Je viens de terminer ce qui est de disponible de la série britannique Black Mirror sur Netflix.
4 saisons et un special de Noël depuis 2011. Du sacré bon matériel.
La série est l'oeuvre de Charlie Brooker, humoriste, satiriste, critique, journaliste, scénariste, producteur, animateur/présentateur et auteur. Brooker a mon âge. Et ça parait.
Black Mirror est une série qui explore la société moderne avec un regard acide et dystopique sur un monde anticipé dans 10 minutes, 10 ans, ou 50 ans encore. C'est de la science fiction fort agréable parce que largement inspirée de la technologie que nous connaissons souvent déjà et pas du tout axée sur le tape-à-l'oeil. La science-fiction parfois dérape et il est facile de s'y retrouver désorienté. Mais dans Black Mirror, les repères sont simples et faciles à ancrer en nous.

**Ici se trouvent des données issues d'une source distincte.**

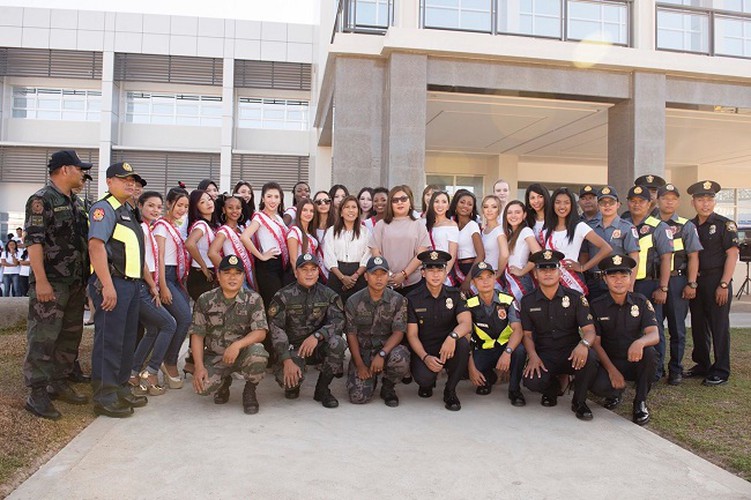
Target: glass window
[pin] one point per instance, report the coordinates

Si j'ai évoqué la génération de Brooker, qui est aussi la mienne, ce n'est pas par narcissisme. Ma génération, la X, qui a suivi celle des baby-boomers, est, je pense, la première à être née et à avoir grandie dans la complète égalité morale entre hommes et femmes dès son plus jeune âge. Black Mirror nous offre de très nombreux fameux personnages féminins, qui se démarquent, non pas parce qu'elles sont femmes, mais parce qu'elles sont humaines. Et bonnes (ou mauvaise). L'égale de l'homme. Ça m'a beaucoup plu.
Même chose pour l'équité raciale. La représentativité raciale de la série de 19 épisodes est un modèle que le Québec devrait imiter, parfois. Les émissions de Montréal, assurément.
L'Angleterre, où la majorité des épisodes ont été tournés, y est vivement représentée par ses multiples différentes races, et les rôles, encore une fois, ne sont pas déterminés par la race, mais par le personnage. Pas de stéréotypes. Le personnage noir ou indien, ne jouera pas une rôle " de noir ou d'indien" de service*. Ça donne une vision absolument mondiale et sans frontières à tous les épisodes. Ce que notre monde virtuel de nos jours permet tant: l'abolition de frontières.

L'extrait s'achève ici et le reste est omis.